According to Savills, restrictions on the availability of mortgage finance, cash buyers and those with limited mortgage requirements will continue to drive demand and dominate the residential market until mortgage availability improves in the medium term.

“With the uncertainty of recovery in the market and the investment objectives of these buyers, it is likely they will consciously try to secure best value, bidding relatively cautiously on properties where the cost of refurbishment is a major variable over the next 24 months,” says Savills in the report.

In the short term, Savills does not expect interest rates rises to bring in additional distressed or repossessed stock to the auction rooms, thus limiting prospects of further significant downward pressure on auction prices.

In 2008, the sale of residential properties by auction stood at 20,000 transactions or 3% of the entire market, making sales by auction an increasingly popular means of property disposal, according to the report.

In the late summer and early autumn of 2008, sales of properties in proportion to the lots offered fell by 58% in UK auction houses, amid some of the sharpest falls in UK house prices on record. The numbers have bounced back since then, recording an increase of 71% and 72% in the last two quarters respectively.  The price falls have led to a higher turnover in the auction than in the general market where vendors are able to suppress sales level far longer.

A rise in the national levels of stock for purchase at auctions was noted in 2Q2009, as diminishing and low stock levels prevail in the rest of the market, making auctions an increasingly important contributor to turnover.


Cash is king
Savills found that about 40% of all transactions in the residential market as a whole are cash purchasers, while in the auction room the numbers are higher at 67%. As for the remainder, the majority of mortgages are under 60% loan to value.

Developers and professional investors with large portfolios make up 80% and 70% respectively of those with the biggest cash reserves, using 100% cash to fund their purchases.
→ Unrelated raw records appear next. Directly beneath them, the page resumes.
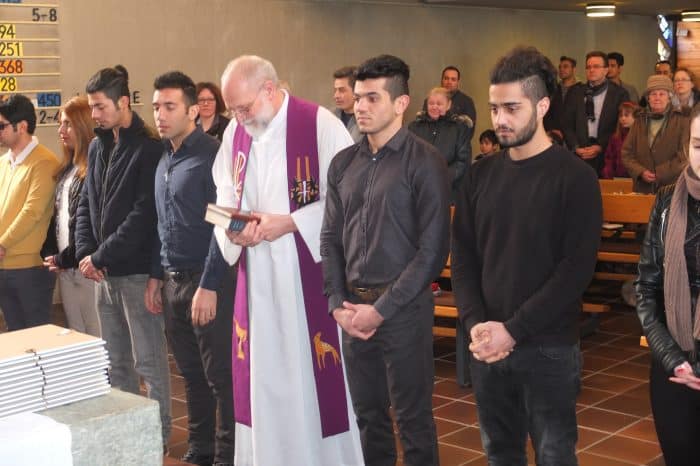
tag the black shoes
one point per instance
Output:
(193, 456)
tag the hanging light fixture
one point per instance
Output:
(690, 15)
(600, 10)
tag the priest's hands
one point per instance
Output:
(203, 306)
(90, 271)
(152, 296)
(491, 342)
(358, 320)
(270, 227)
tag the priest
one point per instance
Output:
(290, 393)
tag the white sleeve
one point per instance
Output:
(332, 137)
(222, 171)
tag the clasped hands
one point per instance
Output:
(491, 342)
(270, 227)
(358, 320)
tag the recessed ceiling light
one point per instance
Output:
(600, 10)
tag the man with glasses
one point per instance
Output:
(590, 113)
(26, 203)
(290, 398)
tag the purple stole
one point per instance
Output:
(323, 332)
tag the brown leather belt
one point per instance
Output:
(367, 294)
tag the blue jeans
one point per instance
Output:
(532, 391)
(135, 341)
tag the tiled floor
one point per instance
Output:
(614, 416)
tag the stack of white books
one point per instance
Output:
(47, 366)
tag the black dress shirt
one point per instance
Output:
(386, 222)
(183, 187)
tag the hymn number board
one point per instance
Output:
(30, 55)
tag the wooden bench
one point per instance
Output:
(616, 185)
(445, 308)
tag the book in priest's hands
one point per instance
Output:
(229, 217)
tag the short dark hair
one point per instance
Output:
(19, 108)
(214, 89)
(452, 68)
(598, 53)
(393, 68)
(177, 80)
(488, 135)
(569, 59)
(618, 57)
(113, 82)
(346, 72)
(530, 68)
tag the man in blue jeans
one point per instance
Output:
(525, 236)
(114, 237)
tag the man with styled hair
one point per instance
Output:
(590, 111)
(190, 281)
(114, 236)
(343, 82)
(27, 182)
(290, 397)
(384, 239)
(524, 243)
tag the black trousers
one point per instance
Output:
(203, 356)
(395, 368)
(25, 296)
(676, 410)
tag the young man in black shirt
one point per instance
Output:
(190, 281)
(525, 235)
(384, 239)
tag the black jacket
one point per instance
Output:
(116, 222)
(575, 125)
(451, 136)
(650, 283)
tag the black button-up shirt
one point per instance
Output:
(386, 221)
(183, 187)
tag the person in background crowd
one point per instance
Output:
(684, 92)
(343, 82)
(27, 183)
(488, 144)
(462, 104)
(77, 292)
(614, 167)
(663, 67)
(667, 304)
(655, 150)
(447, 132)
(616, 62)
(567, 77)
(212, 110)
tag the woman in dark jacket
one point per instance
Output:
(77, 292)
(211, 110)
(450, 134)
(667, 305)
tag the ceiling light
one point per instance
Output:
(600, 10)
(690, 15)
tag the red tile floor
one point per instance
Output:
(615, 423)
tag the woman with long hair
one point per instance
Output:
(211, 110)
(77, 292)
(667, 304)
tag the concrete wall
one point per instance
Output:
(307, 40)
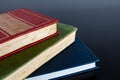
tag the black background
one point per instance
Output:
(98, 22)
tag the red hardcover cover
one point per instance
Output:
(22, 21)
(30, 19)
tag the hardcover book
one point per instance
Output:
(77, 58)
(22, 27)
(22, 64)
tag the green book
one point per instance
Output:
(22, 64)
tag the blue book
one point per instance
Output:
(77, 58)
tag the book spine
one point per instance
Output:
(27, 46)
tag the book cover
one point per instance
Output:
(22, 27)
(77, 58)
(20, 65)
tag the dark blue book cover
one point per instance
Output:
(77, 58)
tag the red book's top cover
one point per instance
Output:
(19, 22)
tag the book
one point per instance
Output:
(22, 64)
(76, 58)
(22, 27)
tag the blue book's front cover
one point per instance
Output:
(75, 55)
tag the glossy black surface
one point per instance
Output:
(98, 22)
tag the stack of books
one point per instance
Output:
(34, 46)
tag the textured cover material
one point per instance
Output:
(11, 64)
(19, 22)
(16, 23)
(75, 55)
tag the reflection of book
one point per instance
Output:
(22, 27)
(20, 65)
(77, 58)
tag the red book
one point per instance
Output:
(22, 28)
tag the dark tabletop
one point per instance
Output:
(98, 22)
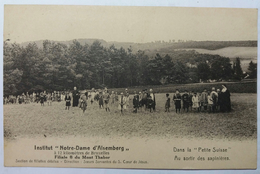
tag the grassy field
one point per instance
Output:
(33, 120)
(234, 87)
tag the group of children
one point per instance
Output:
(35, 98)
(210, 101)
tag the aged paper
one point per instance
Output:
(43, 129)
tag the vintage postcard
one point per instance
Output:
(130, 87)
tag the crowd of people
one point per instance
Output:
(214, 100)
(207, 101)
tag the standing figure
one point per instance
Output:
(185, 100)
(121, 103)
(42, 99)
(167, 103)
(200, 101)
(190, 99)
(219, 100)
(112, 97)
(210, 102)
(49, 99)
(83, 101)
(144, 99)
(214, 96)
(140, 100)
(34, 97)
(127, 99)
(92, 95)
(151, 100)
(116, 97)
(204, 99)
(75, 96)
(106, 98)
(136, 102)
(62, 96)
(195, 102)
(100, 100)
(177, 100)
(68, 100)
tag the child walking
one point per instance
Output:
(195, 102)
(68, 101)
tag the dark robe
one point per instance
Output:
(177, 101)
(225, 101)
(75, 95)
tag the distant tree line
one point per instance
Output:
(59, 67)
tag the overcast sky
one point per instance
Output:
(127, 24)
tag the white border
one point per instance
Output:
(178, 3)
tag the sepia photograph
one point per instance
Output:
(138, 87)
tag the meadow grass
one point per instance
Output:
(33, 120)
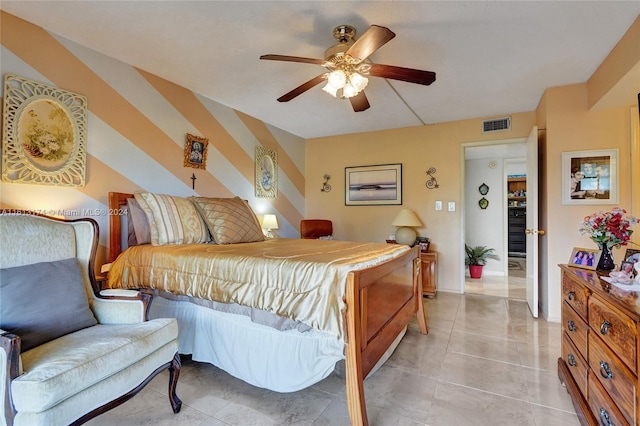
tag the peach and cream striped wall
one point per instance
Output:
(137, 125)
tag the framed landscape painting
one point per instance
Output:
(590, 177)
(373, 185)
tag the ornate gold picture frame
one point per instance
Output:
(266, 173)
(195, 152)
(44, 134)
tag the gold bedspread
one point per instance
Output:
(299, 279)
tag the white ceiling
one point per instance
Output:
(491, 57)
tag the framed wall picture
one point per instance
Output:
(266, 173)
(590, 177)
(373, 185)
(195, 152)
(585, 258)
(44, 134)
(632, 255)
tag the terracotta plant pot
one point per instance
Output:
(475, 271)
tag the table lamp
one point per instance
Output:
(269, 222)
(405, 221)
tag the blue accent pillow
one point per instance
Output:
(43, 301)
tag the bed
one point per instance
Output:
(371, 293)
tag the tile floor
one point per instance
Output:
(513, 286)
(484, 362)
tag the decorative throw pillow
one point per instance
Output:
(230, 220)
(44, 301)
(172, 220)
(139, 223)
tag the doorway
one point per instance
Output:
(497, 219)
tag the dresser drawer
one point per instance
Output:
(575, 295)
(616, 329)
(602, 406)
(575, 362)
(575, 327)
(614, 377)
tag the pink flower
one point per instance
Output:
(610, 228)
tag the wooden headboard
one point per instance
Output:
(117, 201)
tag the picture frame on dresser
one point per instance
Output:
(585, 258)
(632, 255)
(590, 177)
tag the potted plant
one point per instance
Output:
(477, 257)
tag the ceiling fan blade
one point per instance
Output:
(403, 74)
(373, 39)
(292, 59)
(302, 88)
(359, 102)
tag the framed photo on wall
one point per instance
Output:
(590, 177)
(585, 258)
(373, 185)
(44, 134)
(266, 173)
(195, 152)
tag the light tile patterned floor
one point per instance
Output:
(484, 362)
(513, 286)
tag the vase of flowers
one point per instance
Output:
(608, 230)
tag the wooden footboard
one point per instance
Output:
(381, 300)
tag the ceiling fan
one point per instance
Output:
(347, 69)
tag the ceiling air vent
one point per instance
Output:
(496, 125)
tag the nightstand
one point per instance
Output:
(101, 280)
(429, 265)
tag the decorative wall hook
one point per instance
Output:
(432, 182)
(325, 186)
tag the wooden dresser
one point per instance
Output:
(600, 347)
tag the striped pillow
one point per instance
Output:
(230, 220)
(172, 220)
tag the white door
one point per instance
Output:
(532, 232)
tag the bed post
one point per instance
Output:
(353, 362)
(368, 291)
(117, 201)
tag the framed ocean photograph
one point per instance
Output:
(373, 185)
(590, 177)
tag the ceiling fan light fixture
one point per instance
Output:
(349, 91)
(358, 82)
(330, 89)
(337, 79)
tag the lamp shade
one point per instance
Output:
(269, 221)
(406, 218)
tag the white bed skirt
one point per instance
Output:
(281, 361)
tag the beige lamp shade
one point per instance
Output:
(405, 221)
(269, 221)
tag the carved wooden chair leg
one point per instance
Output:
(174, 373)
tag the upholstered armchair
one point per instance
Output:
(315, 228)
(68, 353)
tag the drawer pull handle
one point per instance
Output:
(605, 419)
(605, 371)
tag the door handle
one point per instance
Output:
(533, 231)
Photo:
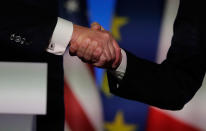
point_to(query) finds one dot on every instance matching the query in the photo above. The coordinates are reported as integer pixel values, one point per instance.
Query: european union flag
(136, 26)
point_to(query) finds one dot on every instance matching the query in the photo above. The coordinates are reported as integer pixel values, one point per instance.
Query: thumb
(96, 26)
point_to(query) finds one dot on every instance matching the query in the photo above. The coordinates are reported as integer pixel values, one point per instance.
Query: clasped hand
(95, 46)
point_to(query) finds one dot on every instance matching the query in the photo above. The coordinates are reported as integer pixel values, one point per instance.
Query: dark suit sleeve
(171, 84)
(26, 26)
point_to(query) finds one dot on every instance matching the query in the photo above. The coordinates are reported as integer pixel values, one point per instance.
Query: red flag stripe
(159, 121)
(74, 114)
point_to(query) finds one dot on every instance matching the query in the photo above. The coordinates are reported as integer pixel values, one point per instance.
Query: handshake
(95, 46)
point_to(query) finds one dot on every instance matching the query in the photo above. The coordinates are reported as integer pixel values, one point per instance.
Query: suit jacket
(26, 27)
(171, 84)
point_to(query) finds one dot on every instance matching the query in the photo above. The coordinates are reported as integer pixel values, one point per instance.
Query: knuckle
(106, 35)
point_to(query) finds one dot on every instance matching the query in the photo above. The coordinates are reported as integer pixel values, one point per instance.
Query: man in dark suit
(31, 31)
(171, 84)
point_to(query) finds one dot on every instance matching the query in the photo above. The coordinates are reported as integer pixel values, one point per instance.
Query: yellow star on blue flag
(119, 124)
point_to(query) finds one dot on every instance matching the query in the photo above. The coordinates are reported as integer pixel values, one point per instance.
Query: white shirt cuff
(120, 71)
(61, 37)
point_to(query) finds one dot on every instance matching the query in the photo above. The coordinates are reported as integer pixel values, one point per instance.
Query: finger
(96, 26)
(102, 62)
(88, 53)
(73, 48)
(112, 51)
(118, 58)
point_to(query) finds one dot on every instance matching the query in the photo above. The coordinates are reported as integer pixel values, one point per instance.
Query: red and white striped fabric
(193, 116)
(83, 111)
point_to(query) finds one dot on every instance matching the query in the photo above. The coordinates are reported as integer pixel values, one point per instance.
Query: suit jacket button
(18, 39)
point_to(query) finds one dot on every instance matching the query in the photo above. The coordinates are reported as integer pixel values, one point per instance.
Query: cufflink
(17, 39)
(51, 46)
(12, 37)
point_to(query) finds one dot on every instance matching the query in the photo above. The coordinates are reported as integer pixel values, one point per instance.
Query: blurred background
(143, 27)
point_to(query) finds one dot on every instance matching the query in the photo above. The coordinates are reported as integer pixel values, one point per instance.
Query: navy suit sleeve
(26, 26)
(171, 84)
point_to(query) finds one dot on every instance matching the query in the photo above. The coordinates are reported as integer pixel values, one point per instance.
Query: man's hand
(95, 46)
(102, 61)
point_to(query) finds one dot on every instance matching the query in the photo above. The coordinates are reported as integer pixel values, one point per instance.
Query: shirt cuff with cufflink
(120, 71)
(61, 37)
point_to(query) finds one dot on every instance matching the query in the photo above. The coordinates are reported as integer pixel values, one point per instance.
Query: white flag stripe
(166, 30)
(194, 113)
(82, 83)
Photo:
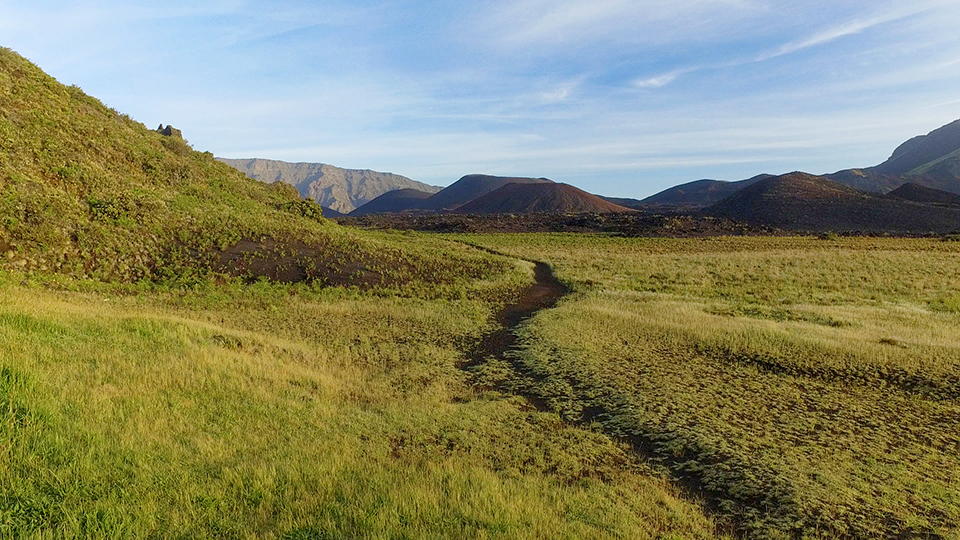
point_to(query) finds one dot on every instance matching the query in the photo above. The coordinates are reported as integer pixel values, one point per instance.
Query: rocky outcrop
(170, 131)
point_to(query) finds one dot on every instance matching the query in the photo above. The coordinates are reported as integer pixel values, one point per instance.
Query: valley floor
(684, 388)
(286, 411)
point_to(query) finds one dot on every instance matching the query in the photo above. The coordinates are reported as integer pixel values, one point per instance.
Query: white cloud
(532, 23)
(838, 32)
(658, 81)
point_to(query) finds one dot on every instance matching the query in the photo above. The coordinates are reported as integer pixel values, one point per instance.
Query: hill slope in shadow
(472, 186)
(340, 189)
(396, 201)
(539, 198)
(804, 202)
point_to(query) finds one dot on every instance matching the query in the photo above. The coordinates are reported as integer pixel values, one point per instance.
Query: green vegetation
(289, 411)
(88, 192)
(808, 389)
(187, 353)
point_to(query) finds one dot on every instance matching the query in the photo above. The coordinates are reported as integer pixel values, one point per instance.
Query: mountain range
(931, 160)
(804, 202)
(342, 190)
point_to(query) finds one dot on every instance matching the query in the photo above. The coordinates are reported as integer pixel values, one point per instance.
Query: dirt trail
(544, 293)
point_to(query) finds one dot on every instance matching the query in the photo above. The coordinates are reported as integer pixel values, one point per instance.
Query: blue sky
(618, 97)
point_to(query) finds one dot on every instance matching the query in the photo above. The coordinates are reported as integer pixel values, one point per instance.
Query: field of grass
(807, 388)
(296, 412)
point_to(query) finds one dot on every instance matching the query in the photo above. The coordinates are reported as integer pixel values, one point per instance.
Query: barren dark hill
(398, 200)
(804, 202)
(472, 186)
(539, 198)
(923, 150)
(923, 194)
(931, 160)
(700, 192)
(333, 187)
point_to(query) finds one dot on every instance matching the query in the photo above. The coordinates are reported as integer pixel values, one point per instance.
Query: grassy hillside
(287, 411)
(808, 388)
(175, 364)
(89, 192)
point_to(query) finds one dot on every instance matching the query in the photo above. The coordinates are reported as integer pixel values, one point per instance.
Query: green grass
(277, 411)
(808, 390)
(88, 192)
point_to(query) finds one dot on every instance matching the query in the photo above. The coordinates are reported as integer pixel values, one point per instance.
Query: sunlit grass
(335, 415)
(809, 388)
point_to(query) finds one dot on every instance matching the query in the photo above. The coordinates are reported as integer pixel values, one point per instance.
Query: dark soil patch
(545, 292)
(294, 262)
(661, 222)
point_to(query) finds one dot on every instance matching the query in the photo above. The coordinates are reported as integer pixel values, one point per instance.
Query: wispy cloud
(660, 81)
(837, 32)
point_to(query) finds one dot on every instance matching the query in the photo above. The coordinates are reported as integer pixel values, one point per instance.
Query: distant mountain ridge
(931, 160)
(336, 188)
(700, 192)
(805, 202)
(472, 186)
(396, 201)
(515, 198)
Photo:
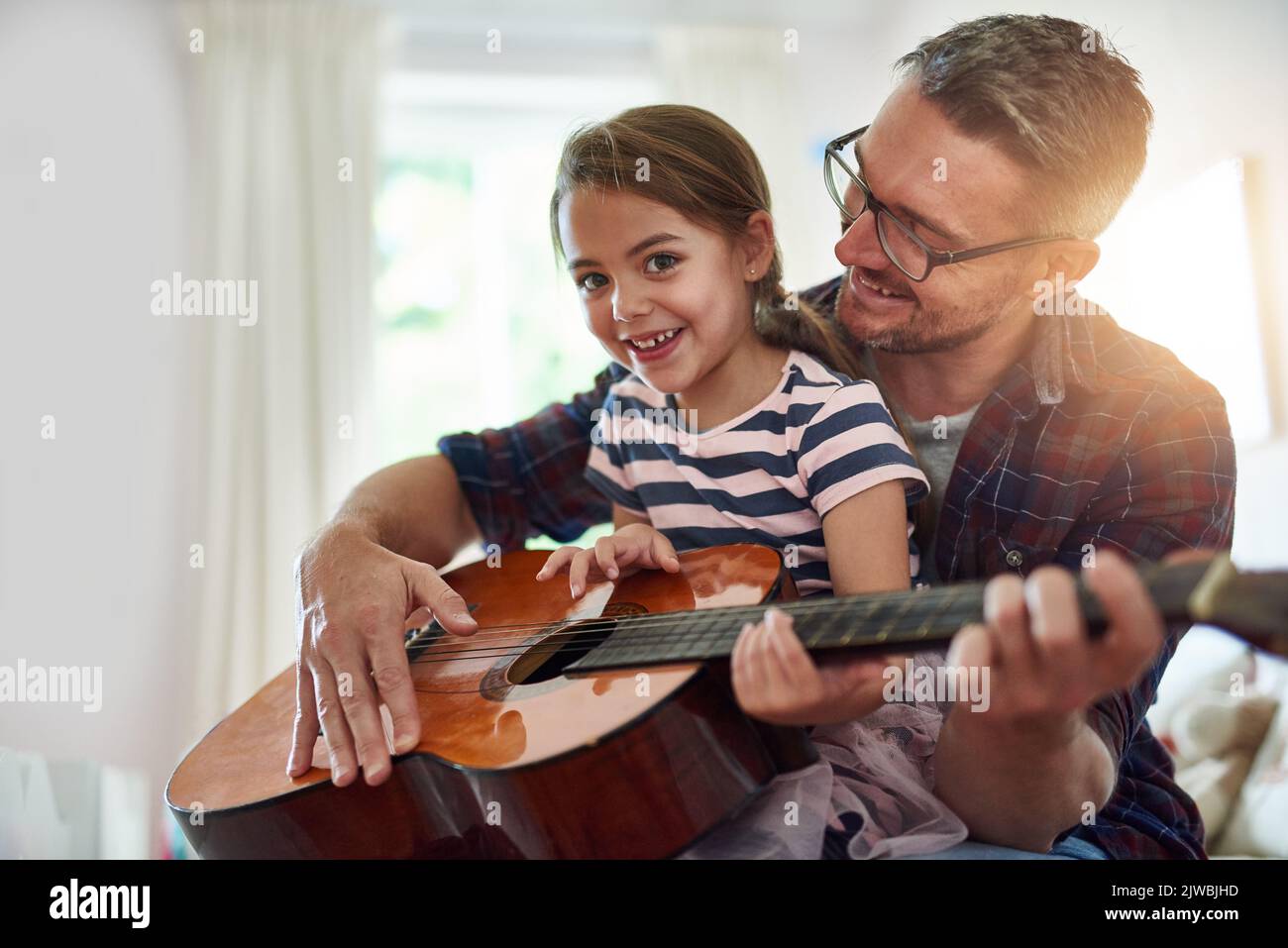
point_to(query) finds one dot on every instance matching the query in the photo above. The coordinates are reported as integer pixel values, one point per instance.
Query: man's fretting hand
(352, 601)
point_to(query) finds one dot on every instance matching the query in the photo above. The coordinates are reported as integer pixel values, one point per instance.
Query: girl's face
(666, 298)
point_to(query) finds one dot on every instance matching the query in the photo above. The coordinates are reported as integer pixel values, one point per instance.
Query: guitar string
(660, 625)
(804, 608)
(707, 638)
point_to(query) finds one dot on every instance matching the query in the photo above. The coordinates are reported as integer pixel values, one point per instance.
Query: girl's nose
(629, 304)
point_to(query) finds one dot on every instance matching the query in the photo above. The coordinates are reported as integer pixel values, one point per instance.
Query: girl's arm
(625, 518)
(774, 678)
(867, 541)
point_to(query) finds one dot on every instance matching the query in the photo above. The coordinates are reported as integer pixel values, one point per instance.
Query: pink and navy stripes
(768, 475)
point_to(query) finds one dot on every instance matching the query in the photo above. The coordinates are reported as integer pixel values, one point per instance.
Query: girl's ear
(758, 245)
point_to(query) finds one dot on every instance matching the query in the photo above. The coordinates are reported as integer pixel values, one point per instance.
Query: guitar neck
(888, 622)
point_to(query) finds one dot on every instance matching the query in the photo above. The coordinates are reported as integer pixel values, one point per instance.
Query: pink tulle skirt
(876, 773)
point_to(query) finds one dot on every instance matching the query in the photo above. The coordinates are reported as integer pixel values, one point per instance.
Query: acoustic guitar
(593, 728)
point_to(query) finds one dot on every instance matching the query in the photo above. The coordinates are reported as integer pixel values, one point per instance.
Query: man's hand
(1044, 672)
(630, 549)
(1024, 771)
(353, 597)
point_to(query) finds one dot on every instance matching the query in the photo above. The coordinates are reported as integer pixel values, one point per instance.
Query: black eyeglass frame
(934, 258)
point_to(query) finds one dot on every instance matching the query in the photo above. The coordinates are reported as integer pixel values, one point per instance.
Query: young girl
(750, 424)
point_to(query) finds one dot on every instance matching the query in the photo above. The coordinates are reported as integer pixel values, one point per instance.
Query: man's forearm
(413, 507)
(1020, 790)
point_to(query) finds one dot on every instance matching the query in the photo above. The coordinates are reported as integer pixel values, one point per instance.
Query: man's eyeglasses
(907, 252)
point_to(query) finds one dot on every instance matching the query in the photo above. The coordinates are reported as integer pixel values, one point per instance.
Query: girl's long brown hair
(697, 163)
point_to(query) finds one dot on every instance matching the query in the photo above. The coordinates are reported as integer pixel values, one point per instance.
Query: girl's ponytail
(787, 322)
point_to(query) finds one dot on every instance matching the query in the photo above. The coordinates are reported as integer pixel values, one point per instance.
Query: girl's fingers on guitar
(793, 657)
(579, 570)
(304, 733)
(605, 556)
(664, 553)
(557, 562)
(746, 675)
(335, 728)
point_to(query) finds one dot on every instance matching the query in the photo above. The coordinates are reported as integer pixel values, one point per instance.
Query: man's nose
(859, 245)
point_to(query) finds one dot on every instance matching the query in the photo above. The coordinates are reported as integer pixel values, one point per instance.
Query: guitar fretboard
(883, 622)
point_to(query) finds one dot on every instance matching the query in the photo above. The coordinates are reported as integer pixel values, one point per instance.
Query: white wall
(93, 523)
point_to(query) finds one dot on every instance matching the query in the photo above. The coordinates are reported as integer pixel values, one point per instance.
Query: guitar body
(516, 759)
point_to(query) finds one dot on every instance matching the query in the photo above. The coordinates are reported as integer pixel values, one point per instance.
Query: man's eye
(664, 261)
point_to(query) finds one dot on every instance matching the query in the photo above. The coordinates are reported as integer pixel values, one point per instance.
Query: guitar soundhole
(548, 659)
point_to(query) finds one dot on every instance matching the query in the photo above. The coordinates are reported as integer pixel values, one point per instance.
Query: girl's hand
(776, 681)
(632, 548)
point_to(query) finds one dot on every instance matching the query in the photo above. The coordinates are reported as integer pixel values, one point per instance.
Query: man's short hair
(1056, 98)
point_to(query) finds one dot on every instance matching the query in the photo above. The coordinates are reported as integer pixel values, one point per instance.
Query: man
(1051, 438)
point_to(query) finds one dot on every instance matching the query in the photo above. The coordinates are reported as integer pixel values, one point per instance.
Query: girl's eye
(664, 261)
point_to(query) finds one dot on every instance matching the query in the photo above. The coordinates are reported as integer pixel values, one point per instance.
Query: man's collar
(1063, 353)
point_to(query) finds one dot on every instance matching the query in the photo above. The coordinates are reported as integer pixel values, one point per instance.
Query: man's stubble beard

The buyers are moving towards smaller lots and plots due to the credit crunch, and 6% of first-time auction buyers are still primarily cash-funded, with half of them using 100% cash funding and the other half taking on no more than a 60% mortgage.

The high percentage of cash buyers coupled with an optimistic outlook on the house prices has boosted sales. Savills’ own residential auction in July this year achieved an 85% success rate. The limited stock in the broader market, the speed of sale and certainty of purchase are attracting people unfamiliar with auctions, with 51% of them having never bought at an auction before.

A July 2009 auction survey reveals that investment buyers who continue to add properties to their  rental portfolios stand at 29%, while new investment buyers account for 20%. As most of the lots on offer are vacant possessions, investors are bidding against other types of buyers, which include owner-occupiers who constitute 18% of the buyers. Of this market, first-time buyers are a minority at 6%.


Changes in developer activity
The number of property dealers and developer bidders has increased to one-third of those buying at auction in July 2009 from 12% in June 2009, says Savills. High costs and lack of development funding for larger projects are important factors in this increase, as developers turn to smaller, more easily fundable plots, refurbishments and development schemes such as those offered at auctions.

Developers are also proving to be more opportunistic in their selection of properties, seeking out more unusual propositions in the market and taking on smaller scale projects. A notable trend is the merging of roles between investors and developers.

Developers are showing investor behaviour and vice versa in order to enhance yield. This is evidenced by the developers’ shift of strategy to “buying, doing up and renting” as they wait for the capital value to increase before selling.

Savills notes that the more experienced auction buyers are seeking medium and long-term holds, while the inexperienced ones (22%) such as first-time buyers and first-time investors, aim to “flip” the property in under six months.

 

This article appeared in City & Country, the property pullout of The Edge Malaysia, Issue 773, Sep 21-27, 2009.